Well, yes up to a point, Lord Copper. But have we seen any changes in the style of play since Jack Ross was dumped? Do we attack our opponents with any fervour? Are our forwards working tirelessly to gain an advantage over opposition defenders? Do we get the ball forward quickly?

All of these are rhetorical questions because we know that the answer to each one is a resounding No.

If we played a physical game where crunching tackles go in and we come out with the ball, that would be a change from the football we watched last season. But we don’t. We see a midfield that goes sideways, sideways and even more sideways.

George Dobson – one of our better players in this game- picked a ball up in front of the East Stand and went on a mazy dribble, skipping past tackles from Gillingham players until he ended up in exactly the same position in front of the West Stand.

We have experienced players in McGeady and Maguire who look as if they are coming to the end of their shelf life at Sunderland. Both are good players. Both are potential matchwinners. They score goals. But there is little life or spark about either at the moment.

When Maguire went off in the 77th minute (22 minutes after he should have done), his body language indicated that he knew he had not performed well. There were no head shakes, dark glances or strops as he took his seat all of which indicated that he was already beginning to think about his next club.

Aiden McGeady dragged us out of the sewage tank many times last season. He was excellent then, but not so this year.

He’s another year older, another year nearer retirement and buying that little tobacconist shop that ex-pros dream about. He scored the goal and then appeared to spend the next hour thinking about how much Ogden’s St Bruno (complete with John Arlott impersonation), Wills Whiffs and Capstan Full Strength he would have to order when the shop is up and running. I don’t like to see good players in decline and McGeady has been a good player – Simon Grayson’s sole legacy to our club.

The mood of the sparse crowd became restless as more and more errors began to creep in. Willis and Lynch looked vulnerable. There must be a dearth of full backs in Northern Ireland if Conor McLaughlin is regarded as one of the better ones and as for Will Grigg……

He has had more opportunities to cement a first team place than most and has failed to take them. I thought that Andy Kerr and Tom Ritchie were bad buys but Grigg is up there in the top five, challenging Brett Angell for that much valued No 1 position.

I worry about the state of the club I have supported since I was a 12-year-old schoolboy. I have stopped even thinking about away games and am wondering whether I want to put myself through the misery that is a home game for any longer.

I sit there shaking my head and seeing the ghosts of Phillips, Quinn, Schwarz, even Nyron Nosworthy flitting past with pace and urgency and then I look at the pitch and see another series of passes that end up back at the feet of our goalkeeper whose subsequent long punt is gobbled up by competent opposition defenders.

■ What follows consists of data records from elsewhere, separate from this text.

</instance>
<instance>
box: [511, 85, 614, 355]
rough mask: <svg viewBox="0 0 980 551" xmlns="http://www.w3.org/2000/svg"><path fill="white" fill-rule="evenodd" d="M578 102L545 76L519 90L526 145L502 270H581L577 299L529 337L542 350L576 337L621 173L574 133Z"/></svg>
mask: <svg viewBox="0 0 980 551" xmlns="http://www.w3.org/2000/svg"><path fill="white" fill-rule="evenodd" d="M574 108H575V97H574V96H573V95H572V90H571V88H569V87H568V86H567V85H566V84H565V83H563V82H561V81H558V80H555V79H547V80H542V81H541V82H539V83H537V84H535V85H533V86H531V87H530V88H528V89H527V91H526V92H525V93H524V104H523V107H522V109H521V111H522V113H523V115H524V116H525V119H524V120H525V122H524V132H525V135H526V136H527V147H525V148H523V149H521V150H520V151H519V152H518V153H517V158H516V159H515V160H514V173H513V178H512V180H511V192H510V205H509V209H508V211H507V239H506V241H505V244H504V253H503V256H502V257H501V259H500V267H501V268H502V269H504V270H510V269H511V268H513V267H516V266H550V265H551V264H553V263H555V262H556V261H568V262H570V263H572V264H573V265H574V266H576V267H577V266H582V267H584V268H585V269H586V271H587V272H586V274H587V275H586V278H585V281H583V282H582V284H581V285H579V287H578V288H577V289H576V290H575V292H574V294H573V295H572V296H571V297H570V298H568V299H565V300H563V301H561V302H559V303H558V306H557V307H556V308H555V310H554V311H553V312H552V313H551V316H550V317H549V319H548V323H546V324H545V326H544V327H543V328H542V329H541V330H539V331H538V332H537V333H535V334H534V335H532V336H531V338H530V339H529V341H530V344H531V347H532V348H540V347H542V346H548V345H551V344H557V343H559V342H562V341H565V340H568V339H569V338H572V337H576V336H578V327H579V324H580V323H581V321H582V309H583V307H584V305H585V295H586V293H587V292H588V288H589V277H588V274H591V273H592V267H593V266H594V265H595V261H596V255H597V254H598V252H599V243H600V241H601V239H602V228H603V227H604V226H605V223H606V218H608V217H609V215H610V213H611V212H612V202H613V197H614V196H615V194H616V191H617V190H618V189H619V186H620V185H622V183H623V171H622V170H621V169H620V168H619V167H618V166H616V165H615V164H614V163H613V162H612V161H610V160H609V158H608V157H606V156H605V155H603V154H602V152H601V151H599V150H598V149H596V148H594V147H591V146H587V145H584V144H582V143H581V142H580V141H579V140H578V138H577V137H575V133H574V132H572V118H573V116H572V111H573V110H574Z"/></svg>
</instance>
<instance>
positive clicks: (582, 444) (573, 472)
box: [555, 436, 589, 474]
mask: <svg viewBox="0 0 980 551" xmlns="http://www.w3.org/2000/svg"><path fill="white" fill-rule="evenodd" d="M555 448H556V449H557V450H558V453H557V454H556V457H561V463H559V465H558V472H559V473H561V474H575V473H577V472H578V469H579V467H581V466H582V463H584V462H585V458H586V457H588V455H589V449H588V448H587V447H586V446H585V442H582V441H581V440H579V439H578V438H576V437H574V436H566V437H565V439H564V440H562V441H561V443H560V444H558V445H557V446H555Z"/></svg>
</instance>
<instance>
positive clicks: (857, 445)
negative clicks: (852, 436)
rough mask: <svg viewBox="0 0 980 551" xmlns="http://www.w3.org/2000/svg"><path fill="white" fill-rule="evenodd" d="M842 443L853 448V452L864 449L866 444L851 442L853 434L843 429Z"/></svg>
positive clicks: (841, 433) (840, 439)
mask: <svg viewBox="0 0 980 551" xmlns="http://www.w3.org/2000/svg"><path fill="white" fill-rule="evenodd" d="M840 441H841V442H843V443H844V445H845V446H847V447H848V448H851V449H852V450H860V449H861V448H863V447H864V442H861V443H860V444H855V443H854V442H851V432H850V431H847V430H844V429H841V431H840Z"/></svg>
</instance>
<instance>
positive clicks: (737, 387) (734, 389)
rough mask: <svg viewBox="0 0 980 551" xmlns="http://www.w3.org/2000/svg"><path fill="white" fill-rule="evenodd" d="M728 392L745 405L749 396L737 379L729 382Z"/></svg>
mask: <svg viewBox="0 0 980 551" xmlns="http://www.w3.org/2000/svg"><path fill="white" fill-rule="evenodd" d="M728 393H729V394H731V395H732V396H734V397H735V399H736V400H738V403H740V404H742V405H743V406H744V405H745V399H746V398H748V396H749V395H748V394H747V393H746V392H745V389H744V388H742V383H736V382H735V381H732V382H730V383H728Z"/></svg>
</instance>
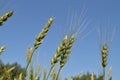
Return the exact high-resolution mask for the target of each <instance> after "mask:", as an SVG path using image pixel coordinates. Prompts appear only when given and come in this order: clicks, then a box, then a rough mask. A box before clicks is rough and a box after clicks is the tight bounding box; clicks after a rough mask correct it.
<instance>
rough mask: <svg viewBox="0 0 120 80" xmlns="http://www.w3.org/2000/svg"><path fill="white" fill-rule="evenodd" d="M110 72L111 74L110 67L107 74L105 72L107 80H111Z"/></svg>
mask: <svg viewBox="0 0 120 80" xmlns="http://www.w3.org/2000/svg"><path fill="white" fill-rule="evenodd" d="M111 72H112V66H111V67H110V68H109V70H108V72H107V76H108V80H111V78H112V77H111Z"/></svg>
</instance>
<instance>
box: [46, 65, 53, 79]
mask: <svg viewBox="0 0 120 80" xmlns="http://www.w3.org/2000/svg"><path fill="white" fill-rule="evenodd" d="M53 68H54V65H52V66H51V68H50V71H49V73H48V75H47V79H46V80H48V78H49V76H50V73H51V71H52V70H53Z"/></svg>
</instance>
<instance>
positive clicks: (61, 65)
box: [60, 35, 75, 68]
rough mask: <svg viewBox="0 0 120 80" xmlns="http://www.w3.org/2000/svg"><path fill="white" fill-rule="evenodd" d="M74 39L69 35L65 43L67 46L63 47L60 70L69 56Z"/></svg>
mask: <svg viewBox="0 0 120 80" xmlns="http://www.w3.org/2000/svg"><path fill="white" fill-rule="evenodd" d="M74 39H75V37H74V35H71V36H70V39H69V41H68V43H67V45H66V47H65V52H64V53H63V55H62V56H61V61H60V67H61V68H62V67H63V66H64V65H65V63H66V62H67V58H68V56H69V53H70V52H71V50H70V49H71V47H72V45H73V43H74Z"/></svg>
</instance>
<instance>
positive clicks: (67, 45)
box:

For Messrs Donald and Methven, the honeymoon is most definitely over. For Phil Parkinson and his team, it has yet to start. For Salut! Sunderland, the end is nigh as we draw down the curtain on what has been a long and (mostly) enjoyable 13 years.

I have a couple of more games to cover which I hope means that we depart the ether on a slightly more upbeat note – but I’m not putting any money on it.